つまり、リスクマネジメントは損失が生じる前に事前に行うマネジメントであるのに対し、クライシスマネジメントは危機が発生したあとに行うマネジメントです。

「今後発生する不確定事象」のことを「リスク」と呼ぶということが、「リスク」の概念を理解するポイントです。

リスクを評価する「リスクアセスメント」

「リスクアセスメント」とは、職場における危険性などを特定し、リスクの見積もりやリスクの低減措置を決定する一連の手順のことをいいます。労働安全衛生法において、事業者は、リスクアセスメントに基づく労働災害対策の措置を講じる努力義務が課せられています。

アセスメントとは、対象が周囲に与える影響について事前に予測や評価を行うことという意味です。

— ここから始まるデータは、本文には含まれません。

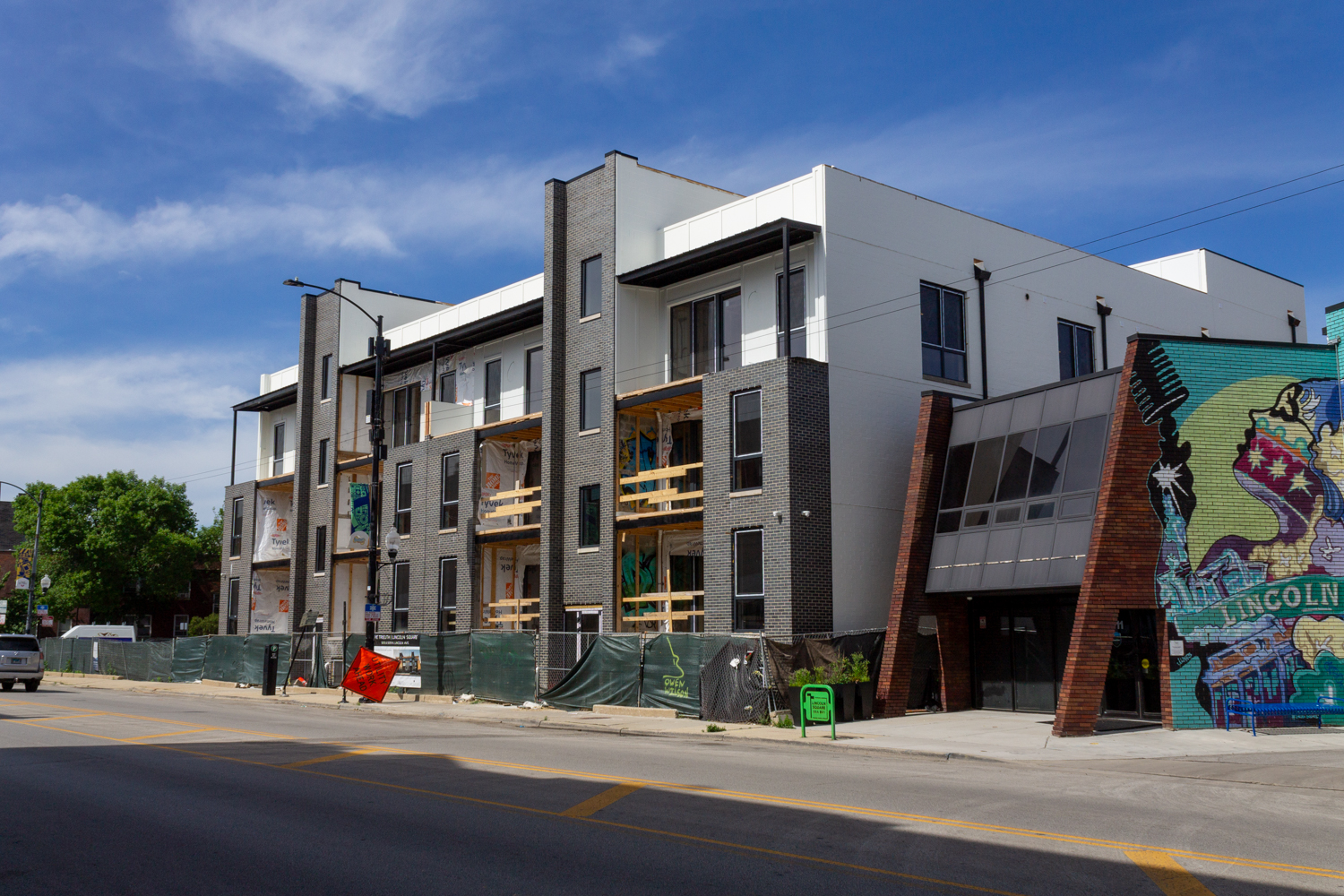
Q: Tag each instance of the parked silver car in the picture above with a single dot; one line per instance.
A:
(21, 659)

リスクが大きいほど期待が大きい「ハイリスクハイリターン」

リスクを取るという意思決定は、「ハイリスクハイリターン」の考え方に基づいています。ハイリスクハイリターンとは、本来は投資の一般原則である、損失の危険が大きいほど、高い収益を期待するという意味です。ビジネスや一般的な場面における意思決定においても比喩的に用いられます。

まとめ

「リスク」は英語の「risk」からできたカタカナ語で、「危険」と訳されることがあります。しかしリスクを危険という言葉に置き換えた場合、リスクの語が持つ本来の意味は伝わらなくなってしまうことがあります。

リスクとは、未来に生じる危険の可能性、あるいは未来に生じる好ましくないもの、という意味です。その意味では、リスクに近い言葉は「危険」ではなく「危険性」であるといえます。

「リスク」とは、未来について語る言葉です。現代社会では、自然災害や感染症、さらには資本主義社会のリスクといった、さまざまなリスクにさらされています。あらゆるリスクを想定して備える必要に迫られているといえるでしょう。